Moog offers improved safety of its leading-edge wind turbine pitch system technology certified by TÜV Rheinland to lower cost of energy

Wednesday, October 18, 2017 by Moog Industrial Group

Moog (NYSE: MOG.A and MOG.B), a designer and manufacturer of high performance motion control products, solutions, has earned a safety certification from TÜV Rheinland for the new Moog Pitch Servo Drive 3. TÜV Rheinland is a global testing service provider and specialist for functional safety. Moog's new Pitch System 3 is responsible for guaranteeing the safe operation of wind turbines. The feathering safety function supplied by the Moog Pitch System 3 Servo Drive alters a wind turbine's blade pitch at the rotor hub to minimize the torque applied by the wind, avoiding excessive speed of the turbine. As a result, the pitch servo drive is classified as a safety component.

"The safety built into Moog Pitch System 3 helps wind farm operators in three important ways," says Dr Tobias Theopold, technology development manager business unit wind, for Moog. "The technology avoids hazards from the wind turbine and therefore lowers the insurance fees for a wind farm operators. As the safety related development of Moog Pitch System 3 required an IEC 61508 and 13849 compliant V-model process including intensive failure insertion testing, this also boosts reliability of the overall product, which of course lowers downtime and reduces the Levelized Cost of Energy."

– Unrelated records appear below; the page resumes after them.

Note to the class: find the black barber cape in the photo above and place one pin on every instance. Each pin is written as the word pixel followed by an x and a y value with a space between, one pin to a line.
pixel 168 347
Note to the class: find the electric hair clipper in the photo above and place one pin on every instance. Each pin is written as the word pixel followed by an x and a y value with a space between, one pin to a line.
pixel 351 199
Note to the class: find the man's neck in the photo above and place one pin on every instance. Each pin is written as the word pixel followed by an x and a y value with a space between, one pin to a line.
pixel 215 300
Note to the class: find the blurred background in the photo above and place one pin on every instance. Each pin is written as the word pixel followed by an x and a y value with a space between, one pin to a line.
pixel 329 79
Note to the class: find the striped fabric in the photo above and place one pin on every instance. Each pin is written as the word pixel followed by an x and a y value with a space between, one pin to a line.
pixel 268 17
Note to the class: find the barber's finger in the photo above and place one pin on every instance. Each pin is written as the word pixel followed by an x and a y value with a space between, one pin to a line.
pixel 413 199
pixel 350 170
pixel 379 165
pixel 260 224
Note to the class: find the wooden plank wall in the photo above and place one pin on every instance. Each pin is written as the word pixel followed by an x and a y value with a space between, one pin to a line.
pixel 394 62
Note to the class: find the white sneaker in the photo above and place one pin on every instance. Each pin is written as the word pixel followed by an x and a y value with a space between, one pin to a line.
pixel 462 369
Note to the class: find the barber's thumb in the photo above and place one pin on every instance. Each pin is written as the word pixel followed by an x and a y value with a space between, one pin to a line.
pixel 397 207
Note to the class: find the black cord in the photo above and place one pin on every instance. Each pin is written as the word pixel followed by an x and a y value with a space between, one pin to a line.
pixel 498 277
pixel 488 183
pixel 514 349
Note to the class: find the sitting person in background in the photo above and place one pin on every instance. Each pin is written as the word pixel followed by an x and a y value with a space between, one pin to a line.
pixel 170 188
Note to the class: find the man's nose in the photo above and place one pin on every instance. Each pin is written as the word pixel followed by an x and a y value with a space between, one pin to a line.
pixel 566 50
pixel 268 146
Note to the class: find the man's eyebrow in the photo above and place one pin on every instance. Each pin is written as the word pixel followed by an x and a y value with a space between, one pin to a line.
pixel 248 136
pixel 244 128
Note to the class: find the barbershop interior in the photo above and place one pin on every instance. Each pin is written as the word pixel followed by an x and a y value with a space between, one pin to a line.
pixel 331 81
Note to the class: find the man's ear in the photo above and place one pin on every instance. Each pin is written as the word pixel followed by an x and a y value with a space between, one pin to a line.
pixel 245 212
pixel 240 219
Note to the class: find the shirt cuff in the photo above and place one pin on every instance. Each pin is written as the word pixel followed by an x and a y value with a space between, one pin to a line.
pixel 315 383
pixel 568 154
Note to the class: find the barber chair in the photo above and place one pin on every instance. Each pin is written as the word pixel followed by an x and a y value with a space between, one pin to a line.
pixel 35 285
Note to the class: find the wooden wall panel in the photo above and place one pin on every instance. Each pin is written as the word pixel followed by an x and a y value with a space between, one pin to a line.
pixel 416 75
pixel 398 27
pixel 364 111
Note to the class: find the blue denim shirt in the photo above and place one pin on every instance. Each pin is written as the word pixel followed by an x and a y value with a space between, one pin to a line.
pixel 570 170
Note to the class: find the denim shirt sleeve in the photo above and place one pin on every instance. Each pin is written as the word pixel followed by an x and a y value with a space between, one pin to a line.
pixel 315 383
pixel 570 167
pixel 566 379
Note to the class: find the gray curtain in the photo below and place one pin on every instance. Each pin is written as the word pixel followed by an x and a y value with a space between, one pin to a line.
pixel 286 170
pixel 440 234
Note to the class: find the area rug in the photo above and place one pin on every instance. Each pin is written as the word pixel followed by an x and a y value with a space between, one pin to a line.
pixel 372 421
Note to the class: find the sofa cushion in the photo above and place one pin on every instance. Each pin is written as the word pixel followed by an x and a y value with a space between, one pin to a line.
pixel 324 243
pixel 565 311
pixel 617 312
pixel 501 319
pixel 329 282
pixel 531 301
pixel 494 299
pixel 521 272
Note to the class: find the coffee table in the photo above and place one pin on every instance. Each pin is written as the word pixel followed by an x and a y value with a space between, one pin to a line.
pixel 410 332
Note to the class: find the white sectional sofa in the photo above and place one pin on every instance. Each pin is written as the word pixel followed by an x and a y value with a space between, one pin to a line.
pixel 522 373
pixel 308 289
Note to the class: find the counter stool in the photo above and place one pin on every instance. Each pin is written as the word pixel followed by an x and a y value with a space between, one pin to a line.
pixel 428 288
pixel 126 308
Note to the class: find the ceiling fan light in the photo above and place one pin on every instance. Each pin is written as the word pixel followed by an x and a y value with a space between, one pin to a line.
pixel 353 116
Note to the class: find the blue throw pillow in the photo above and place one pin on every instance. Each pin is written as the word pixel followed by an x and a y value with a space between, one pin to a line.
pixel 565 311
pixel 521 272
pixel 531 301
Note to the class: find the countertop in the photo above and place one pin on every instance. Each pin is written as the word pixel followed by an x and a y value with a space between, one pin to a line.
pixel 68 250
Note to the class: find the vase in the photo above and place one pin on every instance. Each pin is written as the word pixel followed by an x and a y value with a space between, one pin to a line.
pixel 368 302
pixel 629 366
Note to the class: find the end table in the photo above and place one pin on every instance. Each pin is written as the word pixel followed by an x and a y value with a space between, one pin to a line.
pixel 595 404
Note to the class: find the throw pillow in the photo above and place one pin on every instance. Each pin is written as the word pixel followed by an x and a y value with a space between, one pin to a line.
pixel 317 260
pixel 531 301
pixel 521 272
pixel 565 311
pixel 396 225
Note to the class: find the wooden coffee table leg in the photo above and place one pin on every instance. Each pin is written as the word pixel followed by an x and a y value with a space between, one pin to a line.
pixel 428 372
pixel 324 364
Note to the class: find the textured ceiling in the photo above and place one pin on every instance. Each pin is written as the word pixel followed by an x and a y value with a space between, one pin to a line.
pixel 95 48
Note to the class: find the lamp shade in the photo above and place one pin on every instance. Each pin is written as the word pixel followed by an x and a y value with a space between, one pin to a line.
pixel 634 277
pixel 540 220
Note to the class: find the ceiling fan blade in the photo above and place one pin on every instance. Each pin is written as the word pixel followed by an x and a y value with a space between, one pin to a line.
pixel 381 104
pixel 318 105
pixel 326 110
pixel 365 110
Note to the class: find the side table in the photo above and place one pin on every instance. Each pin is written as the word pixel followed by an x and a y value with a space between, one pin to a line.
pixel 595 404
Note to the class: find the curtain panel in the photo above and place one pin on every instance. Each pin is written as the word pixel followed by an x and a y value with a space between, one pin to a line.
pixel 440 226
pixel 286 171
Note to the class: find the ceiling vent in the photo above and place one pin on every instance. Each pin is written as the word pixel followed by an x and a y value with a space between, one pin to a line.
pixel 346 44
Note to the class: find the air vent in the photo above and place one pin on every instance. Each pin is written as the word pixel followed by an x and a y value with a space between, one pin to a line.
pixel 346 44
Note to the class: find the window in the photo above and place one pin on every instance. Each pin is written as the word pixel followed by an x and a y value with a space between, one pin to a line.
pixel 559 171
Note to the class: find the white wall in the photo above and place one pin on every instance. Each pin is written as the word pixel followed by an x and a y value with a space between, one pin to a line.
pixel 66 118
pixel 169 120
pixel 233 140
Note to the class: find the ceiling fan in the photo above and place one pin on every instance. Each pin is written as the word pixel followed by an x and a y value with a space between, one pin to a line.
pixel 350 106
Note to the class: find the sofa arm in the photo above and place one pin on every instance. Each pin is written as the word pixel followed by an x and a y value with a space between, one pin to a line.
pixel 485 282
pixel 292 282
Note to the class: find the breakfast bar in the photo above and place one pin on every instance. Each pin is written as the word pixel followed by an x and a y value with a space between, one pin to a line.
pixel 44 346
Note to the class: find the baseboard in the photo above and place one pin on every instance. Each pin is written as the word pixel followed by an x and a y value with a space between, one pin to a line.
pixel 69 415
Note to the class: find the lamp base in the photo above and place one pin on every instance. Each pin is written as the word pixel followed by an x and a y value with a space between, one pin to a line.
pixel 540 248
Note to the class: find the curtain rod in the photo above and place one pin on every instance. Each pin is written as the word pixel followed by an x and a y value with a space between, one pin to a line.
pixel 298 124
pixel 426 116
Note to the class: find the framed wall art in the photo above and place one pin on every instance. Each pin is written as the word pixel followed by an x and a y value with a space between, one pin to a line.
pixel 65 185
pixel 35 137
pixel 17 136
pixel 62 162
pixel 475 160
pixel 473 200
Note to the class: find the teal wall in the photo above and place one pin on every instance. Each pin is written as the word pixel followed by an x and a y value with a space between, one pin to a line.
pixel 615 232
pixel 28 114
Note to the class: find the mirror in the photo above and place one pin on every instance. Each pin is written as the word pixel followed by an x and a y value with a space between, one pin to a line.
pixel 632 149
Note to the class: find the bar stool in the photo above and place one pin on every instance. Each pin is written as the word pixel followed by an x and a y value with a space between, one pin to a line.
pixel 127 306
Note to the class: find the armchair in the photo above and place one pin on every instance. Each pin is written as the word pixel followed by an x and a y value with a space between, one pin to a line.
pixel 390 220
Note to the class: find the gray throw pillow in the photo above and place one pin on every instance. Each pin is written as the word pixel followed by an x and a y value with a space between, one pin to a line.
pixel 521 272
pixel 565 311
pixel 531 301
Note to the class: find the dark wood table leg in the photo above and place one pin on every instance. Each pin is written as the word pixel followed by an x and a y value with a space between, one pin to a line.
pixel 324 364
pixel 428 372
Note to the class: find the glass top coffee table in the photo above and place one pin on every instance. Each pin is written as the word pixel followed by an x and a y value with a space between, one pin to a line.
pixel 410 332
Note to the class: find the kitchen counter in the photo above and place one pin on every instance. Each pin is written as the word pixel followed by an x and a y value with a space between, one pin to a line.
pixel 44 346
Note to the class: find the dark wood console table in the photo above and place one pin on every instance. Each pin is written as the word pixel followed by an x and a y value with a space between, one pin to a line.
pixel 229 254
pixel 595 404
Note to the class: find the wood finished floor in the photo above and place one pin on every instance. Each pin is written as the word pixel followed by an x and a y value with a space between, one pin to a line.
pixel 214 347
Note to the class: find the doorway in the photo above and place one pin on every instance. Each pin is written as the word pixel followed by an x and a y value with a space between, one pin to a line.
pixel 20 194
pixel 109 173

Moog established the benchmark for safety with its previous versions of the Moog Pitch Servo Drive when these were certified by TÜV Rheinland in 2012. With the Moog Pitch Servo Drive 3, Moog has received independent validation that this product will also perform outside the specification at extreme environmental conditions and in cases of unexpected failure.

Along with certifying the safety of its new servo drive, Moog improved the architecture of Pitch System 3 to meet IEC 61508 and ISO 13849, standards governing wind turbine safety. First, Moog's engineers provide a safety function referred to as Safe Feathering Run (SFR), which automatically moves and stops a turbine's blades in the feathering position. Second, Moog included a Safe Stop function called (STOP1) to arrest the motion of an individual blade during manual movement of the blades. The Safe Stop function meets the ISO 13849 standard that addresses the requirements that blades must not perform an unintended move when people are working inside the wind turbine's hub.

"To protect a wind turbine against overvoltage from the grid and lightning strikes, we included a new component called the Moog Pitch Interface Module," adds Theopold. "Our new interface module is a firewall to protect the blades against extreme environmental conditions and so called common cause failures (CCFs). These failures are most critical because they can affect each of the pitch axis and therefore can put turbine safety on risk."

Moog also asked lightning protection specialist DEHN to test Pitch System 3 (including its servo drive and interface module) inside a high voltage lab subjecting the system to multiple lightning strikes reaching more than 260,000 amps. Afterward, the system was still fully operational and performed a Safe Feathering Run.